Dalam laporan yang dirilis Selasa (14/5), Honda mencatatkan laba tahunan sebesar 835,8 miliar yen (sekitar $5,6 miliar), turun dari 1,1 triliun yen pada tahun fiskal sebelumnya. Penjualan tahunan masih naik 6,2%, mencapai hampir 21,69 triliun yen ($147 miliar).
Meski penjualan sepeda motor global mencetak rekor dengan lebih dari 21 juta unit, dan penjualan kendaraan hybrid juga mencatat hasil baik (terutama di pasar AS), Honda tetap terpukul oleh biaya riset dan pengembangan yang tinggi serta melemahnya pasar Tiongkok.

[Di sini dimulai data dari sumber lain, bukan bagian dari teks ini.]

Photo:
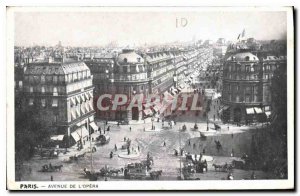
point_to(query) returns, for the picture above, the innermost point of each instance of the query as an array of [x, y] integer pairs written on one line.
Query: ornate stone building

Wakil Presiden Eksekutif Noriya Kaihara mengatakan bahwa tarif Trump diperkirakan akan menghapus 650 miliar yen ($4,4 miliar) dari laba operasional untuk tahun fiskal berikutnya (hingga Maret 2026). Tarif tersebut terutama dikenakan pada kendaraan dari Kanada dan Meksiko, dua negara tempat Honda memiliki pabrik besar. Sebaliknya, ekspor langsung dari Jepang ke AS dianggap tidak signifikan.
Honda memperkirakan penurunan laba drastis sebesar 70% pada tahun fiskal mendatang, dengan laba hanya 250 miliar yen ($1,7 miliar) dan penurunan penjualan menjadi 20,3 triliun yen ($137 miliar), turun 6%.

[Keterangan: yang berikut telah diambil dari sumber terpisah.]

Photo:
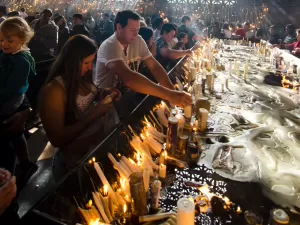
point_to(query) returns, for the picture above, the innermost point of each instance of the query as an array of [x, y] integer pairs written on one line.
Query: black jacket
[[80, 29]]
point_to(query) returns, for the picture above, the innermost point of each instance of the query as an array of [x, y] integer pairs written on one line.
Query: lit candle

CEO Honda Toshihiro Mibe menekankan bahwa perusahaan akan berupaya meminimalkan dampak tarif dengan memindahkan produksi ke pabrik di AS dan mengevaluasi ulang rencana investasi global mereka. Ia mengakui bahwa semua keputusan akan diambil dengan “sangat hati-hati”.
Mibe juga menegaskan bahwa Honda tetap berkomitmen untuk meningkatkan produksi kendaraan listrik (EV), meskipun menghadapi tantangan dari kebijakan Trump yang tidak ramah terhadap mobil listrik. Beberapa produsen otomotif lainnya bahkan mulai mengurangi target elektrifikasi karena ketidakpastian regulasi dan pasar.
Sebelumnya, Honda sempat menjajaki kerja sama dengan Nissan dan Mitsubishi Motors untuk membentuk perusahaan induk bersama. Namun, rencana tersebut gagal setelah Nissan menyatakan mundur karena merasa tidak diuntungkan.
Di tengah ketidakpastian geopolitik dan pasar, Honda kini menghadapi tantangan berat dalam mempertahankan daya saing dan profitabilitasnya — sekaligus menjaga komitmen menuju masa depan yang lebih ramah lingkungan.